The officer regretted that there was no guidance on housing provision, daylight, how to deliver better quality of living for family homes (particularly on affordable), how are the residents living, etc. What is the social value we are looking for? There should me a requirement to demonstrate the case of social improvement made buy any new tall building. The London plan is silent on quality of life for the people who will be in those places (video 1:59:00).
Sripriya Sudhakar explained that in tall buildings, lower storeys are given to families and top storeys or penthouses are going to wealthy individuals or investors. In general, families should not live in buildings more than 6-8 storeys high. Earlier, Paul Wellman explained (23:45) that in larger schemes, where tall buildings comprised generally 1-2 bedroom flats, family housing were located in the lower rise buildings next door.
David Hughes, Planning policy manager, London borough of Harrow, confirmed this view and said (video 1:40:00) that he sees pressure to building high coming up, however developers don’t provide many family units (3, 4 bedrooms) in high rise as they have difficulties to sell. In addition, he accused the Mayor’s target to encourage suburban intensification and pocket sites development, therefore loosing family housing to create more density in term of 1-2 bedroom units. Young people might find exiting to live in a 1-2 bedroom in high rise but should family suffer?
Sunand Prasad suggested that the London plan should not focus on a figure showing that 70% of people need 1-2 bedroom units, as it might just be because there is nothing else. Instead, the London Plan should be encouraging bigger units. Once you build 1-2 bed units, it’s very difficult to make them bigger and units for families are also good for co-living (video 2:22:00) and the plan should encourage innovation and design.
Tom Copley, Labour Assembly Member, asked the architects (video 2:00:35) “how the London plan should say in term of tall residential buildings as a sustainable source of affordable family housing“. Barbara Weiss (video 2:01:07) responded that in her view
“It is barking up the wrong tree […] Tall buildings are way more expensive to build, way more expensive to maintain, they take a lot longer to go through plans, they are disliked by a lot of local people. There are a lot of reason why [tall buildings] should be a last resort, particularly for families. […] Should the whole London suffer because a lot of young wealthy people choose to live in those towers? I think we should say enough is enough“.
Earlier she said (video 1:45:20) that people should look now at “housing models that look right in that setting“ and that she does not “really see the need for these tall buildings [as] they alter completely the feeling […] and once you’ve got them, you’ll never get rid of them“. She wondered “what function are these tall buildings are fulfilling as they are not delivering the bulk of new housing“.

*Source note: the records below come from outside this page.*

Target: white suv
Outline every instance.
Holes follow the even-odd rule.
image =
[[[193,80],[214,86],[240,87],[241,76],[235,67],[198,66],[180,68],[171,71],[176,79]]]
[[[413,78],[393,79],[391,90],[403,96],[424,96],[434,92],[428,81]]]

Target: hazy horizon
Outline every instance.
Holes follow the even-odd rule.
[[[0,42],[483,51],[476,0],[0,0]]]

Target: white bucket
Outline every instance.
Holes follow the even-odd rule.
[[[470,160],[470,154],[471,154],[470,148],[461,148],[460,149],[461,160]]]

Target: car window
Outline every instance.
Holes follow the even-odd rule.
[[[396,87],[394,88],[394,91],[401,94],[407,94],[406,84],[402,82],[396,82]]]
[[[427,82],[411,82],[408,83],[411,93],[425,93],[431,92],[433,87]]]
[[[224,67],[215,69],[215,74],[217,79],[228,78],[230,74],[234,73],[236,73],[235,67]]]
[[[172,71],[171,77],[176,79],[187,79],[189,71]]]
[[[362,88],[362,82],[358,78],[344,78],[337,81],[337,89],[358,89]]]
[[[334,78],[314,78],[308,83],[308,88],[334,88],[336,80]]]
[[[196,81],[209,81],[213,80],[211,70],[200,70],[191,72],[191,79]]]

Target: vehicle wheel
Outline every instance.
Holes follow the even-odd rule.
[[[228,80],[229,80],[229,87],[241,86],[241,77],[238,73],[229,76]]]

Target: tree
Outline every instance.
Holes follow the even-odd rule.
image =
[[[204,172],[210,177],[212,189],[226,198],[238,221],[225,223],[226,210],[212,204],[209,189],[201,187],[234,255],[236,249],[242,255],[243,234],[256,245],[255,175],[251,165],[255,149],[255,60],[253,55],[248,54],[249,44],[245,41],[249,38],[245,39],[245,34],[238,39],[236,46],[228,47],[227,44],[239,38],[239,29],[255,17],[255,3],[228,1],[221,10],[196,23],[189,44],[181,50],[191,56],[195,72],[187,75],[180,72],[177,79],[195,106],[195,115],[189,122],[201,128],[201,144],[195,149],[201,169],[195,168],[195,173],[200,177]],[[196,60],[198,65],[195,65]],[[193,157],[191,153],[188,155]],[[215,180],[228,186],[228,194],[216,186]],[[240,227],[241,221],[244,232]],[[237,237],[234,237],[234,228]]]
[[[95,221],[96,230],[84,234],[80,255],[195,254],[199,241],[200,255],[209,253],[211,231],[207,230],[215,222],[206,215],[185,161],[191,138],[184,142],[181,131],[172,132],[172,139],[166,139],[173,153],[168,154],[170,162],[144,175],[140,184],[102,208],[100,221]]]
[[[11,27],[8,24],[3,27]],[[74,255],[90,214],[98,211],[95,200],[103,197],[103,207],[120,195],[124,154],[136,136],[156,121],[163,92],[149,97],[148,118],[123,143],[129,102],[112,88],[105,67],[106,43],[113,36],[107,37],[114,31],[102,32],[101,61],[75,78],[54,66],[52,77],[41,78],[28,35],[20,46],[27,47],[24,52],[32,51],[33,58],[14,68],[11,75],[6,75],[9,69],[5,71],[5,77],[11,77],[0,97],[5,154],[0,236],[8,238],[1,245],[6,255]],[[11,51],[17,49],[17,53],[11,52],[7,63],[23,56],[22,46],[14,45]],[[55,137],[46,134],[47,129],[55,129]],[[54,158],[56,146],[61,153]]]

The London Assembly would like to give more say to local communities
Navin Shah, Labour Assembly Member, said (video 45:12) that there is a strong resistance from residents against high rise. Barbara Weiss said also (video 2:24:10) that
“local residents should have a much greater say (whether they can have a veto?). At the moment they have a very limited power and it does affect enormously how you feel about an area”.
Several member agreed and Sunand Prasad said it should be implemented “at a plan stage (to avoid a chaotic unstable system)“. He added that “there should be a level of engagement with local people that we have never achieved, and we need to do that to do really resilient and proper local plan“.